However, more immediate to my own selfish little frame of mind is the fact that he's leaving so soon! I fully admit to having designs on his job. It would have been a logical and reasonable next step for the person in my position. But I think that the possibility of my being able to take over his job in a mere six months is a little lofty, even for me. It did work out for me in the past, my loftiness. I mean, the person in the job I have now gave his notice when I had been in my first IS job for only a couple weeks, yet I still managed to get his job. But that was a stretch, and getting my boss' job would be a stretch, and I think stretch plus stretch equals ...I don't know, too much stretching.

When we got back from the meeting one of my coworkers exclaimed disappointment that the announcement came so soon because she thought I should take his job, and that made me feel a little encouraged. When I agreed (about the disappointment and my own interest in the job) she became even more enthusiastic, telling me that I should apply anyway. I don't know if I will. As I sit here I keep thinking that I could sit down and talk to my boss about it, ask him what I could learn in the next six months that would make me more qualified, and then take the chance, but I'm not sure. Too much stretching or whatever.

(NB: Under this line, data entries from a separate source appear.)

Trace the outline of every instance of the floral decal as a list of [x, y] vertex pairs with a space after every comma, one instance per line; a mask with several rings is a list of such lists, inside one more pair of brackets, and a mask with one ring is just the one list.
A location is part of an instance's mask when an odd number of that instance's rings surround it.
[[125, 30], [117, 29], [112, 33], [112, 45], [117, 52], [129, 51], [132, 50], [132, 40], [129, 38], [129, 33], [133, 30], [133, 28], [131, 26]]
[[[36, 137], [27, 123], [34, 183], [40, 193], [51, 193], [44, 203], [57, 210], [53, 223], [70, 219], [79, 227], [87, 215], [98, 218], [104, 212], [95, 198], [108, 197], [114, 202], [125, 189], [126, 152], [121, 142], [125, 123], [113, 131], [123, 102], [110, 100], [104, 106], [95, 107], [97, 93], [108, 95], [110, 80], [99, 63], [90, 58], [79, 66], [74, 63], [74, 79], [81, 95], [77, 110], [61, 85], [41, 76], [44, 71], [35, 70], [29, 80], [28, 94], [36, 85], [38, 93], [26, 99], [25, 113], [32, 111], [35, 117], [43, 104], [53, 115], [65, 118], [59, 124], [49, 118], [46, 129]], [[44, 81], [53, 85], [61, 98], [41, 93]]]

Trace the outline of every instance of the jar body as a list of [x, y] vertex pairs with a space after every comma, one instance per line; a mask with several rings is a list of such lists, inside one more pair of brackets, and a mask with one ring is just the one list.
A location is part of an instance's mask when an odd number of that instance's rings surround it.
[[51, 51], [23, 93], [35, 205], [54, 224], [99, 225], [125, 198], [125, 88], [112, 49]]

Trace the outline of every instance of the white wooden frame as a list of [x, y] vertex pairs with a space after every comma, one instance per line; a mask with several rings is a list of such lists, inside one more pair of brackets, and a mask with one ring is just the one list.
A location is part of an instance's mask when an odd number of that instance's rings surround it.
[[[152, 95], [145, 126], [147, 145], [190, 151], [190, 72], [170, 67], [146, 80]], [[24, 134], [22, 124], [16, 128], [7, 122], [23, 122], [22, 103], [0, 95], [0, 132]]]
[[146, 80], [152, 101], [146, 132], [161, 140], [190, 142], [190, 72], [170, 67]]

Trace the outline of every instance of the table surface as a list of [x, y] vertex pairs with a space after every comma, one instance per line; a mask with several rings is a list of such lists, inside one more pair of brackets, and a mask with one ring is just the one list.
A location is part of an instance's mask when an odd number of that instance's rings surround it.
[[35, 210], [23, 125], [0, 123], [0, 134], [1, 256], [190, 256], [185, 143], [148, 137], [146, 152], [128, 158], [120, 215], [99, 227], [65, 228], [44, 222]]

People who love me (or even who just like me, like my coworker) are going to encourage me to apply, knowing how something like this would make me happy, knowing how something like this would be such a coup for me. And really, I suppose there's no reason not to apply...except that they might well laugh me back to my cubicle...or at the very least laugh in secret to each other about my overblown estimation of myself. I remember when I applied for my current job and how sometimes I would feel like there was maybe a good change they'd hire me because of my extensive knowledge of our very unique and complicated data and how other times I'd feel like my knowledge paled in comparison to my lack of programming knowledge and that there was no chance in hell they'd hire me. That's how I feel right now, except way, way, way more on the lack side.

I'm a climber, I can't help it. I'm ambitious and I am always planning for the next step. I doubt I was in my current job for a day before I started thinking about where I'd go next and how that might work out. I really kind of expected that my boss would leave in a couple years and I'd step into his position. Or, after, say, four years in my current position, I'd move on to get a private sector techie job and see what it's like to make a lot of money for once (and, considering how very saturated this area is with well qualified techie folks, I'd likely consider moving away too, so that my qualifications might not seem so bottom of the techie barrel). But I preferred the first option, staying where I am, gaining in responsibility, doing work for an organization that's doing work I think is important.

For now it's all neither here nor there, I suppose. I think I will talk to my boss though...although I'm not sure what I'll say.